Amaç belli: Irak ve Suriye’ye yapıldığı gibi Türkiye’nin de parçalanarak büyük planlarını gerçekleştirmek. Irak ve Suriye maalesef bu oyunu fark edemedi ve şu anda tam da kendilerine biçilen rolün bir gereği olarak parçalanmış durumdalar.
Türkiye ise bu oyunun bir figüranı olmamak, Irak ve Suriye’nin düştüğü kumpasa düşmemek için büyük bir mücadelenin içine girdi. Ülkemiz gerek ordusu gerekse milletiyle adeta Yahya Kemal’in şiirinde bahsettiği gibi bir fırtına olup esmeye başladı.
Her büyük mücadelede olduğu gibi ülkemizin vermiş olduğu mücadele de şehitlerimiz oldu.
Şehitlik kavramını her daim yaşayan bir millet olarak “Şehitliğe Âşık” bir milletiz.
Bu konuda söylenecek çok şey var ama şehitliğe âşık bir milletin şehitleri için söylenecek sözler zaten çoktan söylenmiş.
En iyisi sözü milli şairimiz Mehmet Akif Ersoy’a bırakmak:
Ey, bu topraklar için toprağa düşmüş, asker!
Gökten ecdad inerek öpse o pak alnı değer.
Ne büyüksün ki, kanın kurtarıyor Tevhid’i...

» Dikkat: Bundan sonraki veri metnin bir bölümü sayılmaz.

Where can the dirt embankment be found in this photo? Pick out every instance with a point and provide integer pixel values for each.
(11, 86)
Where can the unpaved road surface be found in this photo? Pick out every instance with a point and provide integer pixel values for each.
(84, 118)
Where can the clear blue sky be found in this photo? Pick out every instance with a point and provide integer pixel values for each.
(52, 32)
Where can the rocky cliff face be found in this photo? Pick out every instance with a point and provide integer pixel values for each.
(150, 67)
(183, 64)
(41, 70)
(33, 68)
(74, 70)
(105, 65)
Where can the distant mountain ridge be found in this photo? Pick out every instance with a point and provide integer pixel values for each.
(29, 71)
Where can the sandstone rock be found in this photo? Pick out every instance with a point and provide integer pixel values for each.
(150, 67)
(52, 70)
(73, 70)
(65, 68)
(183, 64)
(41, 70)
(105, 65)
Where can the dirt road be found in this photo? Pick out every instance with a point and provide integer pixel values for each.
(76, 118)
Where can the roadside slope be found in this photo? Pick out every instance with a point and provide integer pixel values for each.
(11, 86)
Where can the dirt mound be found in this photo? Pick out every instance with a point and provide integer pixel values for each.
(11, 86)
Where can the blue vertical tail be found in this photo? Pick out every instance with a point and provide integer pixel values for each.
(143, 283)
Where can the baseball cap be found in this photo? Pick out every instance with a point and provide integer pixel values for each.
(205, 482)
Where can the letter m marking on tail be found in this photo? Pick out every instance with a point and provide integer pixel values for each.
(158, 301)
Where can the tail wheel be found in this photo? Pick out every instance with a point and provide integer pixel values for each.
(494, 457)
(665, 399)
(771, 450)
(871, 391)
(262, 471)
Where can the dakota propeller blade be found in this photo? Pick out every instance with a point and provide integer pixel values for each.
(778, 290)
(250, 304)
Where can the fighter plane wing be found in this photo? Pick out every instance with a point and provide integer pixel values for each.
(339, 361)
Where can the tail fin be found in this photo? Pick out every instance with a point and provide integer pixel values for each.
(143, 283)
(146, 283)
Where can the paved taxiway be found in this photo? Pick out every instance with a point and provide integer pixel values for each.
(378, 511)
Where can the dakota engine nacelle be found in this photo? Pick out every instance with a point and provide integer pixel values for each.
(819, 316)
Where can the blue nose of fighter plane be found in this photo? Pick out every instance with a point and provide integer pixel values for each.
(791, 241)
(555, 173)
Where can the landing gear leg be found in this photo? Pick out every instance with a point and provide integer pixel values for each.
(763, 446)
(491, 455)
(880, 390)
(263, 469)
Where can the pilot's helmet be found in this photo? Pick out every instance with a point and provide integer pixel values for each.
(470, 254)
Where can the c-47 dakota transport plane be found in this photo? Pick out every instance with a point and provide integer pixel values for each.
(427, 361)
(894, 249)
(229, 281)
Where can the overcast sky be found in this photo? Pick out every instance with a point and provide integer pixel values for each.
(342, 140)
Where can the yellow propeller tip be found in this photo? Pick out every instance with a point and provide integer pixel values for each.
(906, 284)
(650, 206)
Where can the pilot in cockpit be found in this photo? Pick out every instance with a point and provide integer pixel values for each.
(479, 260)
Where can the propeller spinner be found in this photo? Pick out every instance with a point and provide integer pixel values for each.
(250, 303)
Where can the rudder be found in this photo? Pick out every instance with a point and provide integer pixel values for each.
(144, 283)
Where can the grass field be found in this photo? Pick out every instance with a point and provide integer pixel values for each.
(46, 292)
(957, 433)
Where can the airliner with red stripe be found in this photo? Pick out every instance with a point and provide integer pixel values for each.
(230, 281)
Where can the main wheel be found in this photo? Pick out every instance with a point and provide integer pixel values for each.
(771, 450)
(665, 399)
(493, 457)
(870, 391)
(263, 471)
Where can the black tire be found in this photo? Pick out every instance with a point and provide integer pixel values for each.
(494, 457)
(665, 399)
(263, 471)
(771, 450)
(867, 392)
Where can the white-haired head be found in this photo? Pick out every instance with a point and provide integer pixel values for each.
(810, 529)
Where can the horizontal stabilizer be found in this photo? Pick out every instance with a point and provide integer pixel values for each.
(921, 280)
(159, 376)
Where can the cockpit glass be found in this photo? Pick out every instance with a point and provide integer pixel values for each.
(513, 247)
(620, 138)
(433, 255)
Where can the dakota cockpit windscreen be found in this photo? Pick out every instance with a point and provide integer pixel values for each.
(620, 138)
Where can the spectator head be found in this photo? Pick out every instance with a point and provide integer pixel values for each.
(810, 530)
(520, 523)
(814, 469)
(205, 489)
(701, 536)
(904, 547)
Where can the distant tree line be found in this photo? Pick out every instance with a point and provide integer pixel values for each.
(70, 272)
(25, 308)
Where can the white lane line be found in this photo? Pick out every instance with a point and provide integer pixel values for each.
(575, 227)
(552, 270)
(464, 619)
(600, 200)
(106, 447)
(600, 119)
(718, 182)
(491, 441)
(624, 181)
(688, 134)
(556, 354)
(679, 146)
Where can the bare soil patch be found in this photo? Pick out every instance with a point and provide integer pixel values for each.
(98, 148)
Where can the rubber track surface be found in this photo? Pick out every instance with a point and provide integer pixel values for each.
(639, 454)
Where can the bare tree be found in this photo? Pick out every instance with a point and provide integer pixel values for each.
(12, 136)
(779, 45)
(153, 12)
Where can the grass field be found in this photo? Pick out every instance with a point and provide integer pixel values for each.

Bedr’in aslanları ancak, bu kadar şanlı idi.
Sana dar gelmeyecek makber’i kimler kazsın?
“Gömelim gel seni tarihe”desem, sığmazsın.
Herc ü merc ettiğin edvara da yetmez o kitab...
Seni ancak ebediyetler eder istiab.
“Bu, taşındır” diyerek Ka’be’yi diksem başına;
Ruhumun vayhini duysam da geçirsem taşına;
Sonra gök kubbeyi alsam da, rida namıyle;
Kanayan lahdine çeksem bütün ecramıyle;
Mor bulutlarla açık türbene çatsam da tavan;
Yedi kandilli Süreyya’yı uzatsan oradan;
Sen bu avizenin altında, bürünmüş kanına;
Uzanırken, gece mehtabı getirsem yanına,
Türbedarın gibi ta fecre kadar bekletsem;
Gündüzün fecr ile avizeni lebriz etsem;
Tüllenen mağribi, akşamları sarsam yarana...
Yine bir şey yapabildim diyemem hatırına.
Sen ki, son ehl-i salibin kırarak savletini,
Şarkın en sevgili sultanını Salahaddin’i,
Kılıç Arslan gibi iclaline ettin hayran...
Sen ki, İslam’ı kuşatmış, boğuyorken hüsran,
O demir çemberi göğsünde kırıp parçaladın;
Sen ki, ruhunla beraber gezer ecramı adın;
Sen ki, a’sara gömülsen taşacaksın... Heyhat,
Sana gelmez bu ufukalar, seni almaz bu cihat...
Ey şehid oğlu şehid, isteme benden makber,
Sana ağuşunu açmış duruyor Peygamber.